Hint: According to the given question, we need to find the coordinates of the centre of mass of the system. For that first we need to find the centre of mass of both the rods separately and then the coordinates of the line joining their centre of mass.
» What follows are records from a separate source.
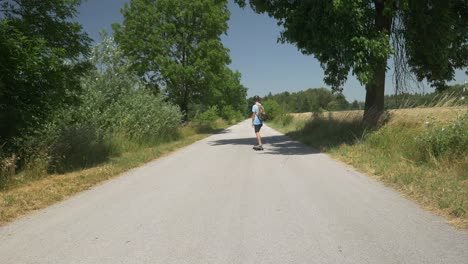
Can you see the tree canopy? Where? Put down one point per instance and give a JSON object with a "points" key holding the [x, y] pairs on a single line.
{"points": [[40, 60], [175, 46]]}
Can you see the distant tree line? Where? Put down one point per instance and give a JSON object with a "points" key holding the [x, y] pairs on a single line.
{"points": [[322, 99]]}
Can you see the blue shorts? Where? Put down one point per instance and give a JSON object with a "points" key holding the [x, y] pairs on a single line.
{"points": [[257, 128]]}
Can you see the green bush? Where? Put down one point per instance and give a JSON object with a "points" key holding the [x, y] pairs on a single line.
{"points": [[229, 114], [286, 119], [272, 109], [208, 117]]}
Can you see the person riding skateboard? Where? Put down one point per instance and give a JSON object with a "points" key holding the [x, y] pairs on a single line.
{"points": [[257, 122]]}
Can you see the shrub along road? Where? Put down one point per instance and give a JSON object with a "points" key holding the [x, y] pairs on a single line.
{"points": [[218, 201]]}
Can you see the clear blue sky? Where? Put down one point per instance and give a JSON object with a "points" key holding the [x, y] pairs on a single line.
{"points": [[266, 66]]}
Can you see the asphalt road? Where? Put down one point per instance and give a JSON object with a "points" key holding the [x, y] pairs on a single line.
{"points": [[218, 201]]}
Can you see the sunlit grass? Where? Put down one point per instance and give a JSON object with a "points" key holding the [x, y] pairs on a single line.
{"points": [[421, 152]]}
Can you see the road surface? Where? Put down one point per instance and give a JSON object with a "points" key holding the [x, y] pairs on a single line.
{"points": [[218, 201]]}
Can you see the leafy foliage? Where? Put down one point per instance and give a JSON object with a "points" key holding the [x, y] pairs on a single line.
{"points": [[175, 45], [40, 52], [354, 37]]}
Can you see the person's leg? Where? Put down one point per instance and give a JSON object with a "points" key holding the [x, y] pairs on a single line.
{"points": [[259, 138], [257, 133]]}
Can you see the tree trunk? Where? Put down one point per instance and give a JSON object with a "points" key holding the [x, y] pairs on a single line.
{"points": [[374, 106], [375, 90]]}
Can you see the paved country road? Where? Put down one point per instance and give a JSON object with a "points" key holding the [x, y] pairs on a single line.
{"points": [[218, 201]]}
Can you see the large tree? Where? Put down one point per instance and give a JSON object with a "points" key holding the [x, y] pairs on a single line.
{"points": [[427, 37], [41, 53], [175, 45]]}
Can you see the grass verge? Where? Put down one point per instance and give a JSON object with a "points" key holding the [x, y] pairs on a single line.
{"points": [[30, 195], [423, 153]]}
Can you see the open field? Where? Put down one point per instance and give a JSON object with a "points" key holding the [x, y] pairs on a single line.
{"points": [[421, 152]]}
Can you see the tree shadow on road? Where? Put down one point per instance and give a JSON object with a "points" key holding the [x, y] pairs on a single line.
{"points": [[273, 145]]}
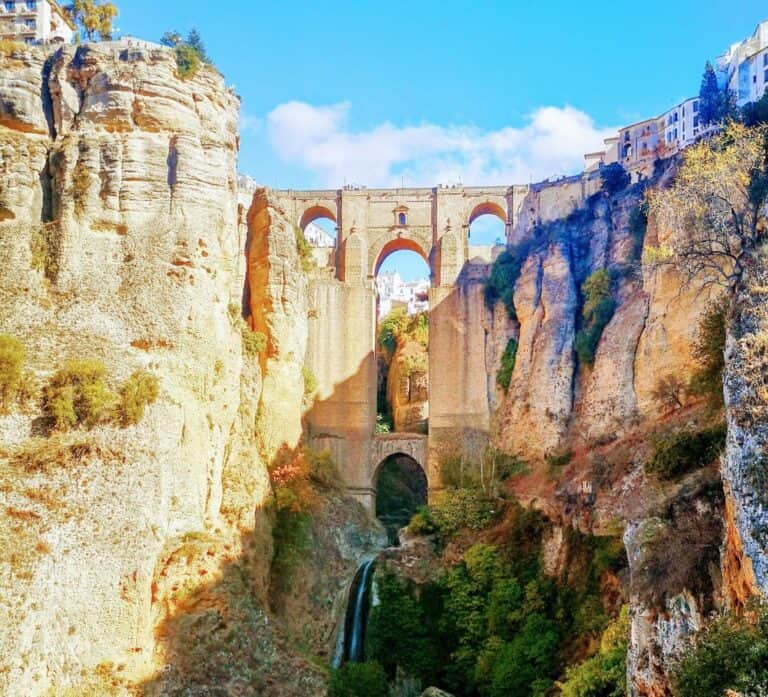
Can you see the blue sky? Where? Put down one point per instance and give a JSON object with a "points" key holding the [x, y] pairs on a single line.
{"points": [[375, 93]]}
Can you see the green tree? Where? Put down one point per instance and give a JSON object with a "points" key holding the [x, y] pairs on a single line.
{"points": [[604, 674], [94, 17], [397, 635], [358, 680], [731, 653], [12, 356], [715, 209], [190, 56], [755, 113], [614, 178], [598, 309]]}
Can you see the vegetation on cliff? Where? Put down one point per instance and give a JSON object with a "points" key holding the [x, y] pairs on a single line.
{"points": [[596, 312], [730, 654], [496, 623], [190, 52]]}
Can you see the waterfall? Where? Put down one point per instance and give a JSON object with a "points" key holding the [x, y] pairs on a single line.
{"points": [[351, 640]]}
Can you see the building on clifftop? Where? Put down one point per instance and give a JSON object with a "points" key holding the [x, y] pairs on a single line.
{"points": [[35, 22]]}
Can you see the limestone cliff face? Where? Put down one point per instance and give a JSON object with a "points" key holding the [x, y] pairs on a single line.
{"points": [[540, 398], [603, 413], [553, 402], [744, 465], [408, 388], [121, 240], [118, 183]]}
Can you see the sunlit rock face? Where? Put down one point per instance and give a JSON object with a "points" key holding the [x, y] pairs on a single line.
{"points": [[119, 243]]}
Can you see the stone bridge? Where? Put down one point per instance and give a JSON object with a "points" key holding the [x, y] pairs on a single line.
{"points": [[371, 224]]}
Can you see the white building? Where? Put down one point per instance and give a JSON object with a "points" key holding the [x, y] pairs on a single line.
{"points": [[744, 66], [393, 292], [35, 22], [680, 125]]}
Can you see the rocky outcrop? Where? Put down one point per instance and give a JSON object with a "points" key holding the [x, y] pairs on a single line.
{"points": [[744, 468], [117, 245], [408, 388], [540, 398]]}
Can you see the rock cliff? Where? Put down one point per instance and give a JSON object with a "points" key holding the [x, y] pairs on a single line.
{"points": [[122, 241]]}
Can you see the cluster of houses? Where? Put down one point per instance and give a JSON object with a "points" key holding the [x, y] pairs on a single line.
{"points": [[393, 292], [742, 70]]}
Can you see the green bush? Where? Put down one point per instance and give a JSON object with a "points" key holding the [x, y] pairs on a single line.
{"points": [[12, 356], [677, 454], [614, 178], [421, 522], [398, 326], [500, 286], [306, 257], [709, 352], [638, 226], [291, 537], [397, 634], [81, 184], [78, 394], [254, 343], [504, 376], [140, 390], [731, 653], [190, 52], [605, 674], [322, 468], [463, 508], [358, 680], [598, 309]]}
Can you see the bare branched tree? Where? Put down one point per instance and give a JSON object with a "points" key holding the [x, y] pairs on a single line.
{"points": [[715, 210]]}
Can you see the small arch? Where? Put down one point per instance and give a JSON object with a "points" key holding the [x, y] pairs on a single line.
{"points": [[396, 245], [488, 208], [314, 213], [401, 488]]}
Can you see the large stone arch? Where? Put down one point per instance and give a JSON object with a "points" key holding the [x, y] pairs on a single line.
{"points": [[315, 212], [410, 243], [497, 208], [410, 444]]}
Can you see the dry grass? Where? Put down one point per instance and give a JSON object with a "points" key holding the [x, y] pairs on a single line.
{"points": [[60, 450]]}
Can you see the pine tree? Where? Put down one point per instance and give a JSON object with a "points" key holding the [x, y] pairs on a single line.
{"points": [[712, 101]]}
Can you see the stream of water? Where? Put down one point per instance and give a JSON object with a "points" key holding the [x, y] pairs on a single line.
{"points": [[350, 644]]}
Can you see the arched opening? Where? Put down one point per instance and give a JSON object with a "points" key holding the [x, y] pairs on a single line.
{"points": [[402, 340], [318, 224], [487, 225], [401, 487]]}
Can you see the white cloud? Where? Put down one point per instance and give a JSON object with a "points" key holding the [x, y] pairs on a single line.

Complete step by step solution:
As we can see from the figure, that the rod on Y axis is twice in length of the rod on X axis. Since both the rods are of the same density so their mass will change according to their length.
Now, let us assume the mass of rod on X axis be $M$
Then the mass of the rod on the Y axis will be $2M$, since the rods are of the same density.
i.e. ${m_1} = M$and ${m_2} = 2M$
We know that the centre of mass of a uniformly distributed rod is at its centre or mid-point.
Therefore, the centre of mass of the rod on the X axis will be at $\dfrac{L}{2}$ as the length of the rod is L.
Similarly, the centre of mass of the rod on the Y axis will be at L as the length of the rod is 2L.
Now, the coordinates of the centre of mass of rod on X axis will be $\left( {\dfrac{L}{2},o} \right)$ i.e. ${x_1} = \dfrac{L}{2},{y_1} = 0$
And the coordinates of the centre of mass of rod on Y axis will be $\left( {0,L} \right)$i.e. ${x_2} = 0,{y_2} = L$
As we know that, for coordinates of centre of mass,
${X_{cm}} = \dfrac{{{m_1}{x_1} + {m_2}{x_2}}}{{{m_1} + {m_2}}}$……………………..(i)
${Y_{cm}} = \dfrac{{{m_1}{y_1} + {m_2}{y_2}}}{{{m_1} + {m_2}}}$……………………….(ii)
Now we will put the values of x, y and m in equation (i) and (ii)
${X_{cm}} = \dfrac{{{m_1}{x_1} + {m_2}{x_2}}}{{{m_1} + {m_2}}}$
$\Rightarrow \dfrac{{M \times \dfrac{L}{2} + 2M \times 0}}{{M + 2M}} = \dfrac{{ML}}{{3M \times 2}} = \dfrac{L}{6}$
${Y_{cm}} = \dfrac{{{m_1}{y_1} + {m_2}{y_2}}}{{{m_1} + {m_2}}}$
$\Rightarrow \dfrac{{M \times 0 + 2M \times L}}{{M + 2M}} = \dfrac{{2ML}}{{3M}} = \dfrac{{2L}}{3}$

Hence, option (C) is correct with centre of mass of the system as $\left( {\dfrac{L}{6},\dfrac{{2L}}{3}} \right)$.

Note: We need to remember the position of centre of mass for different dimensions to get correct solutions. Also, for finding the centre of mass for the entire system, we need to find the centre of mass for each dimension separately and then approach the entire system.